The situation with Country Mills Farms of course calls to mind other, similar cases in the recent past--perhaps most notably, that of Colorado baker Jack Phillips, which is awaiting an upcoming Supreme Court decision that could be handed down any day now. When the owner of Masterpiece Cakeshop declined to bake a wedding cake for a gay couple back in 2012--while assuring the men that they could purchase anything else from the bakery--he was eventually banned by the state of Colorado from baking any wedding cakes at all. The result? Phillips has lost roughly 40 percent of his business, which had been largely dependent upon the creation of custom wedding cakes.

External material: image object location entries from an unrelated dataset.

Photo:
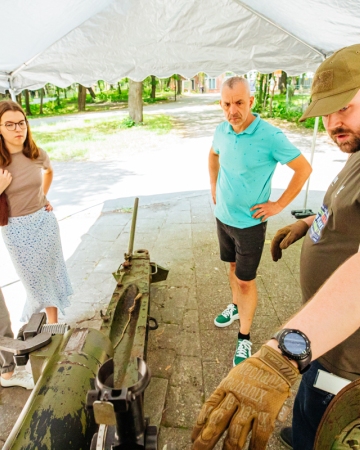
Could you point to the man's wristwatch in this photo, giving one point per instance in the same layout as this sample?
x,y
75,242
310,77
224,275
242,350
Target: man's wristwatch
x,y
294,345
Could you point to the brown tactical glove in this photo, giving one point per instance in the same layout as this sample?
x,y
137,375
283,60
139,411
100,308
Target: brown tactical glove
x,y
287,236
249,398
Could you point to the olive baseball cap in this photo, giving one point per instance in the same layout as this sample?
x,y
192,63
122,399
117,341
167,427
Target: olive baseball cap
x,y
335,83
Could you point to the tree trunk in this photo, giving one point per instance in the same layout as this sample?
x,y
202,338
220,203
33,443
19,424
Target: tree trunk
x,y
179,83
81,97
42,92
27,102
135,101
92,93
266,85
153,86
271,92
58,96
283,82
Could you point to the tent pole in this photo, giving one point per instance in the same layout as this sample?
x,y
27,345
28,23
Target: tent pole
x,y
316,125
13,96
11,90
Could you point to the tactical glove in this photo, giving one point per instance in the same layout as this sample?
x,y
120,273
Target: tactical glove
x,y
287,236
249,398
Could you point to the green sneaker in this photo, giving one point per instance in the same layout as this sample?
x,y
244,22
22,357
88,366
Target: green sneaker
x,y
243,351
227,317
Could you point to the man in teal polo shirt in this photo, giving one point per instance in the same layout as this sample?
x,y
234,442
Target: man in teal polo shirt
x,y
242,161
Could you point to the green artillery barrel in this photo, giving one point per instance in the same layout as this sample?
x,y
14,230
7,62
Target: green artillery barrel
x,y
55,416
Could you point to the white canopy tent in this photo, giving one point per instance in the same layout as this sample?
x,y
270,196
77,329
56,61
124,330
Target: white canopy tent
x,y
87,40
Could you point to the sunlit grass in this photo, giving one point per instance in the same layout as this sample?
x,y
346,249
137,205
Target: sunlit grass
x,y
78,138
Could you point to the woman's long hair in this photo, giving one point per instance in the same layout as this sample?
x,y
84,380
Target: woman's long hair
x,y
30,149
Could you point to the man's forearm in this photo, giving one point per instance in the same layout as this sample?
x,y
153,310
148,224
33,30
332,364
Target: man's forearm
x,y
296,183
333,314
214,167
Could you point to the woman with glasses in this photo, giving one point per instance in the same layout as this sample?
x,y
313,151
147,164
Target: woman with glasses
x,y
31,234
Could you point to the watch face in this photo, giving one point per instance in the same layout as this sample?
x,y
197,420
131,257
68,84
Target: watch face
x,y
295,343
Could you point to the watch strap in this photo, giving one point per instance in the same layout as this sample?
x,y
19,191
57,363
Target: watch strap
x,y
303,364
279,363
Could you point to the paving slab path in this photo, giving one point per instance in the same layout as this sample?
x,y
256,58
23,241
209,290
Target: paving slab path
x,y
188,356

As a number of such scenarios continue to play out across the country, people of faith are growing increasingly concerned over the potential for accusations of discrimination. And this is understandable. Photographers, bakers, florists, and now even a farmer find themselves in a rough spot: violate their conscience and deeply-held religious beliefs, or risk losing their respective livelihoods. Depending on what happens in the Masterpiece Cakeshop case in particular, business owners holding to a traditional Judeo-Christian view of marriage may indeed find themselves out of work.

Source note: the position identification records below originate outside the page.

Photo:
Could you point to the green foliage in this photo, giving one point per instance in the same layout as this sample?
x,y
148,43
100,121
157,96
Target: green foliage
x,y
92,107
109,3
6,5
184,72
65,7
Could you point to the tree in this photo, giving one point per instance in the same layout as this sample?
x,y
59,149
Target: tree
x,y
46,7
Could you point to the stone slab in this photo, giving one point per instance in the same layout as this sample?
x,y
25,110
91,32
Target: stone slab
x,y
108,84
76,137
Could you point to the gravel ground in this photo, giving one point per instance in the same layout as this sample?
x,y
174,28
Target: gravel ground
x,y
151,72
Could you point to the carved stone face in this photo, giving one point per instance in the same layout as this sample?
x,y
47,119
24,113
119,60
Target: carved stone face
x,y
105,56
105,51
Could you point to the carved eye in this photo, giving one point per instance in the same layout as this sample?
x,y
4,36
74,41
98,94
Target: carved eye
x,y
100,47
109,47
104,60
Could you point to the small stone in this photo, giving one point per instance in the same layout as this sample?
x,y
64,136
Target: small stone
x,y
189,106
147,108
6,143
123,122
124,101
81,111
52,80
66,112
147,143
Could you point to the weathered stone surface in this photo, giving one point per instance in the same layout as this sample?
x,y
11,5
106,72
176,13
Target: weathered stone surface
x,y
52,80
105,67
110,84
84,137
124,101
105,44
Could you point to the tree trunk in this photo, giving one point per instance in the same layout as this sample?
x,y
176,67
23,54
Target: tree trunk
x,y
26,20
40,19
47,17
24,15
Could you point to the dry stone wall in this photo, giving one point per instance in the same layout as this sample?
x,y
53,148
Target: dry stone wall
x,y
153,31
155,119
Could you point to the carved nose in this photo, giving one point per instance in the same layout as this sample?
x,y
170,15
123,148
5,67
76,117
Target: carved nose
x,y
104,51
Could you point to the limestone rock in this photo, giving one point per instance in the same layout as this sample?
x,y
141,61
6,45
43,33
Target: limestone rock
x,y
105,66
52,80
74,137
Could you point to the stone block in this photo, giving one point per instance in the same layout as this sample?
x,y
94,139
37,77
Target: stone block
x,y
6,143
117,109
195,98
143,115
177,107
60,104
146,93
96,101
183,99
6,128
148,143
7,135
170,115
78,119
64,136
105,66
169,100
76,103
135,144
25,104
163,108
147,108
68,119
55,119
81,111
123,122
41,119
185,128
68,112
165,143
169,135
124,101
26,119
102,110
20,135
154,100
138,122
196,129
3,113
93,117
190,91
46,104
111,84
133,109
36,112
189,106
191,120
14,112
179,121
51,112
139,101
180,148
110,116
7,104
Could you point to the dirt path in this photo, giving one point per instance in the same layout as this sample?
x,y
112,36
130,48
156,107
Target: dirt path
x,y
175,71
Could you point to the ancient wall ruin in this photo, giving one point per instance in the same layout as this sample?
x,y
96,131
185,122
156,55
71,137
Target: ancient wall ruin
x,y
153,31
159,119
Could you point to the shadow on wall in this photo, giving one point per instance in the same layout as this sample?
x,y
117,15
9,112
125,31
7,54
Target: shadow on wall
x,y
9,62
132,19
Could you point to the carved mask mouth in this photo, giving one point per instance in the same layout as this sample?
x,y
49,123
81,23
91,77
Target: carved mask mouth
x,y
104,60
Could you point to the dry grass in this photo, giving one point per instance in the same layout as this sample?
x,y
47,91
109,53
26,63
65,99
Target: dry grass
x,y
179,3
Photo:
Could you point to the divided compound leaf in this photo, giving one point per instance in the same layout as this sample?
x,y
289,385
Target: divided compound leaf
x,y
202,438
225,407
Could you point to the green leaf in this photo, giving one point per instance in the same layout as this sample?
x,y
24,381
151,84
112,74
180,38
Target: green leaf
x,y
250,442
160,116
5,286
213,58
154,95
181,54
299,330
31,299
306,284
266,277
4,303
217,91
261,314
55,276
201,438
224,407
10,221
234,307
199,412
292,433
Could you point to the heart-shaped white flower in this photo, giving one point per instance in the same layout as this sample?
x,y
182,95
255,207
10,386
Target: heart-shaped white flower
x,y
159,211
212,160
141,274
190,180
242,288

In the meantime, Michigan farmer Stephen Tennes will continue to fight for the constitutional right to practice his Catholic faith while selling his produce. As Tennes said in a statement just this past Wednesday, "Our family has faithfully served everyone in our community from all different backgrounds and beliefs. It is our religious beliefs that teach us to love all of our neighbors and treat them with dignity and respect."